Demonstrating my usual DIY aptitude, I built a low, crooked retaining wall. Hopefully next weekend I can correct the mistakes I made and straighten it up. I think the extent of the crookedness is emphasised because the garden is in direct line-of-sight from the back door.
Taking the photo at night helps to hide the shoddiness of my work.
At least now, through trial and (multiple) error, I have a clearer idea of how to do the job right and can hopefully improve the appearance.
I’ll probably make this new garden into a no-dig area, building up various layers of organic materials which will hopefully break down into a reasonable quality soil. The first layer will be a combination of chopped up pumpkin plant and part-ready compost. On top of this I’ll start with layers of newspaper, composted cow manure and straw. Time will tell how successful this approach will be and how long it will take before it’s ready for use.
The beds I created earlier (the borders of which also need a bit of maintenance) seem to be going well. The first was started with beetroot, pak choy, snow peas, and sugar snaps. I also used an area close to the back to plant some excess Russian garlic cloves and the last of a packet of radish seeds. The radishes were picked and eaten over the weekend.
One row of beetroot looks like being the best I’ve grown, but the second row is too close to the pak choy and is being overwhelmed by pak choy leaves.
The snow peas look very healthy but aren’t yet producing many pods. The sugar snaps are a total disappointment, and have barely grown more than 6 inches. I’ve never had much luck with Sugar snaps.
In the other bed we had a very good crop of beans (as mentioned previously) and I’ve now reclaimed part of the bed to grow broccoli. After an initial caterpillar attack the plants are now growing well. A couple of applications of derris dust seem to have solved the problem.
Immediately behind the broccoli I sowed two rows of mini-turnip seeds. On Saturday I saw the first signs of germination, so they seem to be going well. The Kohlrabi seeds I sowed into punnets at the same time aren’t yet showing the same promise.

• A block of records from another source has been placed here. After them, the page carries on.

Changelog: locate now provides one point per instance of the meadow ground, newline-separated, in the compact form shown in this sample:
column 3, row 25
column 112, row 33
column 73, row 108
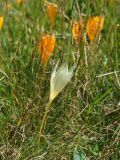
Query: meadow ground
column 84, row 120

Sometime soon I’ll have to find somewhere to plant out the two types of onions that are now ready in punnets. I have a lot more onion seed to sow including a new packet of Barletta that I recently received from the Digger’s Club. We had a lot of success with onions last year, especially with Barletta. Unfortunately onions take so long to mature that they tie up an area of garden for several months. Successful management of garden space is not one of my strong points so slow maturing things like onions and garlic can be a problem in making the best practical use of my garden.